When Billy Wettermore and Tig Murphy reached her, Maura was lying on her back outside Evie’s cell, the first strands spinning out of her hair, out of her mouth, and from beneath the closed lids of her dreaming eyes.
CHAPTER 18
Frank expected another heaping helping of bullshit from Elaine when he returned to the house, but it turned out to be a zero-bullshit situation. Like nothing else that day—or, for that matter, in the days to come—his problems solved themselves the easy way. So why didn’t he feel at all cheered?
His estranged wife lay asleep in their daughter’s bed with her right arm looped over Nana’s shoulder. The cocoon around her face was thin, a tight first coating of papier maché, but a complete coating nonetheless. A note on the bedside table read, I prayed for you, Frank. I hope you will pray for us.—E.
Frank crumpled the note and threw it in the trashcan beside the bed. Tiana, the black Disney princess, danced across the side of the bin in her glittering green dress, followed by a parade of magical animals.
“There are no adequate words.” Garth Flickinger had followed him upstairs and now stood behind Frank in the doorway to Nana’s room.
“Yeah,” said Frank. “I guess that’s right.”
There was a framed photo of Nana and her parents on the bedside table. Nana was holding up her prize bookmark. The doctor picked up the photo and studied it. “She has your cheekbones, Mr. Geary. Lucky girl.”
Frank didn’t know how to reply to that, so he said nothing.

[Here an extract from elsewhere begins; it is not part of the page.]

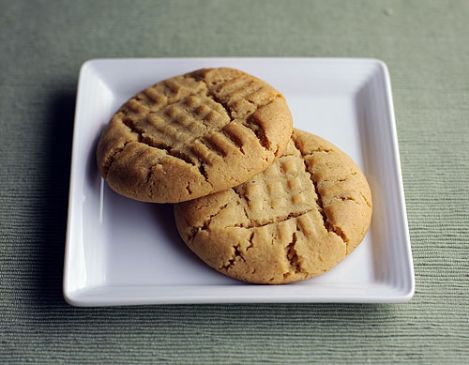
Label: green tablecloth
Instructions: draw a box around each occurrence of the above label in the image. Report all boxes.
[0,0,469,364]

The doctor, untroubled by the silence, set the photo back down. “Well. Shall we?”
They left Elaine in the bed and for the second time that day Frank took his daughter into his arms and carried her down the stairs. Her chest rose and fell; she was alive in there. But braindead coma patients had heartbeats, too. There was a good chance that their last exchange, the one Frank would take to his own death—whenever that might come—would be from the morning, him barking at her in the driveway. Scaring her.
Melancholy overtook Frank, a ground fog devouring him from the boots upward. He didn’t have any reason to expect that this dope-fiend doc would actually be able to do anything to help.
Flickinger, meanwhile, spread towels across the hardwood floor in the living room and asked Frank to lay Nana down on them.
“Why not the sofa?”
“Because I want the overhead lights on her, Mr. Geary.”
“Oh. Okay.”
Garth Flickinger settled on his knees beside Nana and opened his medical bag. His bloodshot and red-rimmed eyes gave him a vampiric look. His narrow nose and a high, sloping forehead, framed by auburn curls, added an elfin hint of derangement. Nonetheless, and even though Frank knew he was at least somewhat fucked up, his tone was soothing. No wonder he drove a Mercedes.
“So, what do we know?”
“We know she’s asleep,” Frank said, feeling singularly stupid.
“Ah, but there’s so much more to it! What I’ve picked up from the news is basically this: the cocoons are a fibrous material that seems to be composed of snot, spit, earwax, and large amounts of some unknown protein. How is it being manufactured? Where is it coming from? We don’t know, and it would seem to be impossible, given that normal female extrusions are much smaller—two tablespoons of blood in a woman’s normal menstrual period, for example, no more than a cup even in a heavy one. We also know that the sleepers appear to be sustained by the cocoons.”